Although headwinds from the global semiconductor supply and COVID lockdowns in China have impacted our business performance this quarter, I am pleased to confirm that we have a completely reinforced organisation setup to respond to the semiconductor crisis. This is now starting to recover production growth to achieve greater volumes and will allow us to take advantage of our record order book in the second quarter.
Thierry Bolloré
Chief Executive Officer at Jaguar Land Rover
Jaguar Land Rover Automotive plc today reported its financial results for the three months to 30 June 2022 (Q1 FY23). Despite strong demand and a record order book, sales continued to be constrained by the global chip shortage, compounded by the slower than expected production ramp up of the New Range Rover and Range Rover Sport and the impact of Covid lockdowns in China, leading to a loss for the quarter.

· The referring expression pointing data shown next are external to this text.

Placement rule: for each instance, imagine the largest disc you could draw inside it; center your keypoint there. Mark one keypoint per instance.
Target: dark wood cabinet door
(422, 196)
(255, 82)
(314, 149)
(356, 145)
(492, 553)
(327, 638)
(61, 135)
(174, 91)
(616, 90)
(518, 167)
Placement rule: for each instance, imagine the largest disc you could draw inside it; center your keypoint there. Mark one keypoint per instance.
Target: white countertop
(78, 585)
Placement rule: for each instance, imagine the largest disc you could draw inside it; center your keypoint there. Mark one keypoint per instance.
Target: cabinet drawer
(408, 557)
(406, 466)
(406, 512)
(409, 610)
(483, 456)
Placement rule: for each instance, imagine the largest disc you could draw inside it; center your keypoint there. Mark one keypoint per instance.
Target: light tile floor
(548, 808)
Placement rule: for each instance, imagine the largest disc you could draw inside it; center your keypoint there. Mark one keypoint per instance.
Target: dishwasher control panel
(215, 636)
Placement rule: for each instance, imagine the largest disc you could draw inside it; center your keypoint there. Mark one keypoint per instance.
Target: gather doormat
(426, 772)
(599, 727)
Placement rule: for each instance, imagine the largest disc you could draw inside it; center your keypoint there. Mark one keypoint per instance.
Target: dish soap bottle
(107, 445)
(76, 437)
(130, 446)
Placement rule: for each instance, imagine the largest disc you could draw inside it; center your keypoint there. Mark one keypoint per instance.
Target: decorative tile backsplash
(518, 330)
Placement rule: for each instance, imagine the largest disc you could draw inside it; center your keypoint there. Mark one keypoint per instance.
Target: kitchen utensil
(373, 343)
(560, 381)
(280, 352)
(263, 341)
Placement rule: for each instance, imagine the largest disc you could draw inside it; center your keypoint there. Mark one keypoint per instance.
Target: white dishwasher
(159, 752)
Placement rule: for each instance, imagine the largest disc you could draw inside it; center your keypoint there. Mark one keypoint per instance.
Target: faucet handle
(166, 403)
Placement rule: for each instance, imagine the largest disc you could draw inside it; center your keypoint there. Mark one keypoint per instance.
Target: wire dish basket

Retail sales in Q1 FY23 were 78,825 vehicles, broadly flat (183 units lower) compared with the last quarter ending 31 March 2022 and down 37% (46k units) from the same quarter a year ago ending 30 June 2021. Wholesale volumes were 71,815 units in Q1 FY23 (excluding our China Joint Venture), down 6% compared to the last quarter. The total order book now stands at almost 200,000 units, up around 32,000 orders from the 31 March 2022, with our three most profitable models, the New Range Rover, New Range Rover Sport and Defender accounting for over 60% of the order book.
Revenue was £4.4 billion in Q1 FY23, down 7.6% from Q4 FY22, reflecting the lower wholesales. The loss before tax in the quarter was £(524) million with (4.4)% EBIT margin before a £155 million favourable exceptional pension item. The loss primarily reflects the lower wholesale volumes with weaker Range Rover and Range Rover Sport mix due to ramp up, as well as unfavourable inflation £(161) million and currency and commodity revaluation £(236) million year on year. Free cashflow turned negative in the quarter to £(769) million, primarily reflecting £(616) million of unfavourable working capital movements.
The Refocus transformation programme delivered £250 million of value in Q1 and is on track to deliver a target of £1 billion plus improvements in the year to help mitigate the impact of inflation.
Jaguar Land Rover ended the quarter with total cash and short‑term investments of £3.7 billion and the undrawn revolving credit facility reduced as scheduled from £2 billion to £1.5 billion in July, resulting in total liquidity of £5.2 billion.
Financial performance is expected to improve significantly over the year with chip supply expected to improve through enhanced supplier engagement including long term partnership agreements, as well as ramping up New Range Rover and Range Rover Sport production. We continue to target achieving a 5% EBIT margin and £1 billion positive free cash flow over the full FY23 financial year.
Our medium‑ and longer‑term financial targets under the Reimagine strategy, underpinned by the Refocus transformation programme, remain unchanged, including improving EBIT margins to 10% or more by FY26 and improving free cash flow to achieve zero net debt in FY24.